SO2 Unable to Reproduce Paper Results

I attempted to replicate the results of the paper by running the provided codebase. However, I encountered difficulties in reproducing both the offline results and the results after online fine-tuning.

Could someone provide additional guidance ? Any assistance in replicating the results would be greatly appreciated.

Apr 21 '24 03:04 h-shawn

Thanks for your interests about our paper. You can provide more details about your experiment and we will offer the corresponding help.

Apr 22 '24 11:04 PaParaZz1

We trained SO2 on the halfcheetah-random-v2 dataset offline for 3M steps, achieving an average return of 3000. However, after online fine-tuning for 100K steps, the average return only reached around 6000, which is significantly different from the results reported in the paper.

Additionally, I noticed that there is a part of the code in SO2 for which I couldn't find a corresponding implementation in the DI-engine:

# smooth target policy
main_config.policy.learn.noise = True
main_config.policy.learn.noise_sigma = 0.3
main_config.policy.learn.noise_range = dict(
	min=-0.6,
	max=0.6,
)

Apr 22 '24 12:04 h-shawn

We trained SO2 on the halfcheetah-random-v2 dataset offline for 3M steps, achieving an average return of 3000. However, after online fine-tuning for 100K steps, the average return only reached around 6000, which is significantly different from the results reported in the paper.

Additionally, I noticed that there is a part of the code in SO2 for which I couldn't find a corresponding implementation in the DI-engine:
# smooth target policy
main_config.policy.learn.noise = True
main_config.policy.learn.noise_sigma = 0.3
main_config.policy.learn.noise_range = dict(
	min=-0.6,
	max=0.6,
)

According to your feedback, I guess that some codes related to target policy smooth are missing during the process of merging code, I will fix this problem and rerun a series of experiments. Further information will be updated in this issue.

Apr 24 '24 04:04 PaParaZz1

We trained SO2 on the halfcheetah-random-v2 dataset offline for 3M steps, achieving an average return of 3000. However, after online fine-tuning for 100K steps, the average return only reached around 6000, which is significantly different from the results reported in the paper.

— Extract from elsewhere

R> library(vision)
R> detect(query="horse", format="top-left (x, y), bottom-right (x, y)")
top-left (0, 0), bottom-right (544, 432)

Additionally, I noticed that there is a part of the code in SO2 for which I couldn't find a corresponding implementation in the DI-engine:
# smooth target policy
main_config.policy.learn.noise = True
main_config.policy.learn.noise_sigma = 0.3
main_config.policy.learn.noise_range = dict(
	min=-0.6,
	max=0.6,
)

Could you use a specific version of the DI-engine as follows?

pip install 'DI-engine==0.5.0'
python3 -u so2/d4rl_main.py

May 21 '24 02:05 YinminZhang

I used version 0.5.0 of DI-engine, but I still get an error in the create_policy function. TypeError: __init__() got an unexpected keyword argument 'ensemble_num'

Jun 01 '24 15:06 h-shawn

I used version 0.5.0 of DI-engine, but I still get an error in the create_policy function. TypeError: __init__() got an unexpected keyword argument 'ensemble_num'

This bug is due to using the incorrect model in DI-engine/ding/policy/edac.py within the def default_model(self) -> Tuple[str, List[str]]: method. We addressed this issue in version 0.5.1.

To resolve this, could you try upgrading to the newer version by running the following command?

pip install 'DI-engine==0.5.1'

Additionally, there might be conflicts between D4RL and Gym, so it's advisable to install a specific version of Gym to avoid issues. Please install Gym version 0.24.0 by using this command:

pip install 'gym==0.24.0'

Jun 04 '24 03:06 YinminZhang

I used version 0.5.1 of DI-engine and version 0.24.0 of gym, but I still can only achieve the performance I previously described and cannot replicate the results from the paper.

Jun 07 '24 12:06 h-shawn

I used version 0.5.1 of DI-engine and version 0.24.0 of gym, but I still can only achieve the performance I previously described and cannot replicate the results from the paper.

sry, this code doesn't employ pvu as described in the paper.

We will fix this bug in the dev branch, pls wait a little more.🥺

Jun 15 '24 13:06 YinminZhang

I used version 0.5.1 of DI-engine and version 0.24.0 of gym, but I still can only achieve the performance I previously described and cannot replicate the results from the paper.

If necessary, I can provide the source code and corresponding checkpoint files for replication purposes.

Could you please share your email address?

Jun 17 '24 05:06 YinminZhang

Here is the source code and checkpoints. Google Drive

You can reproduce the results as follows:

# 1. update the main_config.policy.learn.learner.load_path to the path of checkpoints
# 2. follow the instructions
cd SO2
python exp/train.py

Jun 17 '24 06:06 YinminZhang

My email is [email protected]. Thanks!

Jun 17 '24 08:06 h-shawn